Take cleaning gutters for an example. I have four sons and I try to take the time to teach them how to clean out gutters. I show them where the ladder is. I show them how to put the right kind of oil inside the fuel and mix it before filling the backpack blower. (Most importantly, I show them how to take the end of the blower and shove it down the gutter spout to watch the frogs blow out across the yard). 

But this is not something I expect them to naturally do ungrudgingly. It’s something I have to teach them to do graciously. 

Scripture tells us that no matter what God may have you do, whether you’re running a business or cleaning out the gutters, there is honor in doing it. 

This means we have to take the time to teach our children about work ethic. That lesson doesn’t come when they take their first part-time job as a high schooler. It has to come before that- as you begin to share chores and household responsibilities. We want to show them that while it may look medial and it may not be much fun… there are honor and wisdom in it. 

Here are three biblical truths about work that I encourage you to share with your children…

1. God’s will is to work

God designed us to work. This truth is demonstrated in Proverbs 6:6-8 where God uses even the tiniest animal to teach us about His design for work.

“Go to the ant, you sluggard;
consider its ways and be wise!

It has no commander,
no overseer or ruler,
yet it stores its provisions in summer
and gathers its food at harvest.”

Have you ever kicked the top of an anthill? 
There’s no protest or negotiation. Nobody stops and looks around and waits for someone to tell them what they need to do. The moment the ant bed is compromised, the ants immediately start working. They’re taking initiative on their own. They’re designed that way by God. It’s through this scripture, God’s telling us there’s a lesson to be learned from that. 

2. God’s warning for work

This is an easy one. 
Ask your child this… What did God do after creating for six days? He rested. But why? 
God never grows tired. He never sleeps. He has no end to his energy. He’s fully sufficient… so why did He rest? 
He rested on the seventh day as an example to his expectation of us, that our life may be in balance.

Read this carefully. God says we should absolutely work—but not to the point that work dominates your life. If you live for your work, it’s very hard to live for the Lord. 

3. God’s way for work

The work we do, and the work we eventually teach our children to do, should look differently because of our faith in Jesus. But why?

Perhaps the best answer comes from Paul’s writings about bondservants in Ephesians 6:5-7. 

“Bondservants, obey your earthly masters with fear and trembling, with a sincere heart, as you would Christ, not by the way of eye-service, as people-pleasers, but as bondservants of Christ, doing the will of God from the heart, rendering service with a goodwill as to the Lord and not to man.”
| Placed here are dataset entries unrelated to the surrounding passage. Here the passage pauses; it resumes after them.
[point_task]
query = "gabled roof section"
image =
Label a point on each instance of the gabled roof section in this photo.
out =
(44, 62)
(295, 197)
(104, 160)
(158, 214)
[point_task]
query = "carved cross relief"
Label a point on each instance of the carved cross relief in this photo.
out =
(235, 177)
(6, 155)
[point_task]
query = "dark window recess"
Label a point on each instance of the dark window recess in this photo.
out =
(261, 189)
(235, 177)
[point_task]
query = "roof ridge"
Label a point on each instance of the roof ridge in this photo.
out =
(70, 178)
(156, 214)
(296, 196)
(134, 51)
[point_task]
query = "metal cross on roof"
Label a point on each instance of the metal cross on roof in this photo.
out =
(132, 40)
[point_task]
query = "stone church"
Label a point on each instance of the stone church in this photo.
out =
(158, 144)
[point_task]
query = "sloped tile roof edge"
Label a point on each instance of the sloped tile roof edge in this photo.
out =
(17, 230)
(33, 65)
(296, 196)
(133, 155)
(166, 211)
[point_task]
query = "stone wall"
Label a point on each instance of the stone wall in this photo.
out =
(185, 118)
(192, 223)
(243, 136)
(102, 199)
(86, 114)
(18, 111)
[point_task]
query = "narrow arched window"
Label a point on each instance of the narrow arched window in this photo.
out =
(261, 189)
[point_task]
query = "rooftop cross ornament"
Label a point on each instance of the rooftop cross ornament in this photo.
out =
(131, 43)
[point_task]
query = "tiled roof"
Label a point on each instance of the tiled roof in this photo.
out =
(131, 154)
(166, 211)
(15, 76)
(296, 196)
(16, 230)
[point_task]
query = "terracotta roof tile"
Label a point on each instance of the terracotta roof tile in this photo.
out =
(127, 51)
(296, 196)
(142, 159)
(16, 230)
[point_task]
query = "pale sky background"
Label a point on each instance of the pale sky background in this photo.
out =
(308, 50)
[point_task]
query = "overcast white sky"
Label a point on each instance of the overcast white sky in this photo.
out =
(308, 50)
Here Paul is talking about having the same work ethic when people are watching, as when no one is watching because when you’re under someone’s authority, you obey them as you would Christ. Essentially, God is the one who calls you to do your best at that project. God calls you to show up to work on time and with a good attitude. God is the one who calls you to clean those gutters. 

The world says to work hard so I can be paid more. But Christians say I work hard for the glory of Christ because he gave me the body to do this job.

Before I can encourage you to encourage your children to have strong work ethics, I have to remind you of something. 

The reason we are called to work is: our God is a working God.  

In fact, the scripture indicates elsewhere that Jesus is in Heaven right now preparing a place for us and long before we ever came into this world, He was working to redeem us. The idea of work is not something God created for humans. It’s not punishment. It is, in its simplest form, another reflection of his character. We have a moving, working, active God in every moment of our lives.

Find the importance and the priority in teaching this to your children and they might just clean those gutters with a different state of mind.